Encircled by STIR
The upcoming open house for a STIR (Short Term Incentives for Rental Housing) project at 4320 Slocan Street has led Eye on Norquay to take hard look at the end result of STIR incursion into Vancouver. Between 18 June 2009 and 15 December 2011 the City of Vancouver took in 26 STIR applications for 27 locations. The mapping of those addresses shows an interesting distribution. Most of the STIR projects have clustered in three separate locations:
• West End and Downtown near Granville bridge — 8
• Along the Cambie corridor — 6
• Surrounding Norquay — 8

[Note: This map is also available as a downloadable pdf]
Eye on Norquay has previously commented on the deficiencies of one particular Norquay-area STIR project. That coverage includes links to other examinations of the STIR program.
In simple summary, the density-without-amenity approach of STIR shows that the City of Vancouver really has no planning for much of anything besides developer profit.
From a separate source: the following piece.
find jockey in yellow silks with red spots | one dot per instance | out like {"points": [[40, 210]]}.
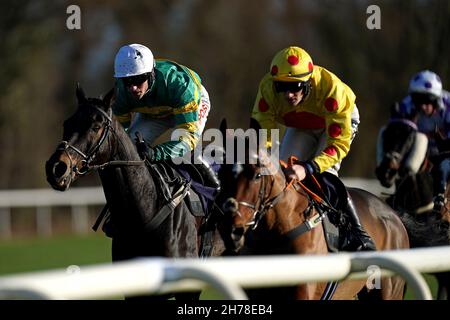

The extreme concentration of STIR projects in the Norquay area also demonstrates that the Renfrew-Collingwood Community Vision has flatly lied to area residents:
Each proposal for a new housing type has been made conditional not only on an increase in community facilities and programs needed to serve any population growth generated by the new housing type but also on assurance that parking and traffic impacts would be addressed. [p. 30]
Besides dumping density onto eight sites surrounding Norquay, with no addition whatsoever to the almost nonexistent facilities in Norquay, this initiative further allows these market-rental projects to dispense with normal parking requirements so the developers can have an even fatter bottom line.